Y me hizo entrar. Una gran chispa en las paredes, cuadros y cuadros, marcos de colores verdes y azules en cada pared, uno sobre otro y sobre otro, pequeñas líneas que se cortaban en el interior del cuadro anterior. Arriba en el techo grandes estructuras de madera rellenas del reflejo, el piso inundado con baldosas de cristal que permitían florecer un blanco puro y totalmente limpio. Y entonces las baldosas también en el techo porque todo era espejos, y dentro de los espejos más espejos y la casa ya no tenía paredes, solo reflejos y mundos dentro de los espejos. La carrera de resplandores, mil universos en mil cuadros. Mis ojos a punto de saltar por tanta luz y yo con el hígado colgando desde hacía tres meses.

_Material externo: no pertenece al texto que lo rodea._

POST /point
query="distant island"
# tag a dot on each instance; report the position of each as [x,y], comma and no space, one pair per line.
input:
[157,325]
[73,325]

En el centro del salón había una silla.

– Siéntate. – me dijo David.

Y yo sin remedio me senté. “¿Cuál es el trabajo?” le pregunté pero no me respondió. David abrió una puerta y salió de la habitación dejándome solo en el interior. Me quedé mirando hacía las baldosas del piso, porque nunca me han gustado los espejos. No hice más que mirar y mirar hacia el suelo y David seguía sin aparecer. Me levanté de mi silla y comencé a golpear la puerta por donde salió, pero nada pasó, no se abrió, no pude salir. Mis ojos se encontraban a punto de estallar con tanto brillo. El blanco se colaba por todas partes y lo que más comenzaba a desesperarme era mi reflejo en todo lo que había en la habitación. Odiaba verme una y otra vez, cada fragmento de mi rostro, lo horrible que me encontraba con la cara más roja que de costumbre, los ojos inyectados de sangre, la ropa manchada, una barba de tres meses y la mía que crece desorganizada. De nada valía cerrar los párpados, pues el resplandor de las baldosas y el techo no me lo permitían. Me cubrí con los brazos los ojos pero sin entender por qué, fui bajándolos y comencé a mirar cada espejo, cada reflejo, detallar cada cuadro.

Dibujé una sonrisa en mi rostro y en todos los rostros del cuarto. Me quedé en la silla a contemplar el cuarto en silencio. Podía ver mi espalda mirando al frente, los bordes de mi cara, la parte de atrás de mis piernas mirando hacia arriba y encontré tantas versiones mías como eran posibles. Lo único que no tenía gracia eran mis ojos y no se la encontré. Seguía sin agradarme mi rostro, demasiado parecido a mí para mi gusto. Yo insistía en que algo le faltaba, tal vez una pata de palo que saliera por las orejas o dientes de cardamomo. Terminó por fastidiarme, yo era incompleto y entonces lo grité, o creo que lo grité, tal vez lo gritó alguno de los reflejos, no era fácil saber quién era quien.

La puerta de la casa se abrió. Afuera había un sobre marcado que decía: “Eso era todo, marica”.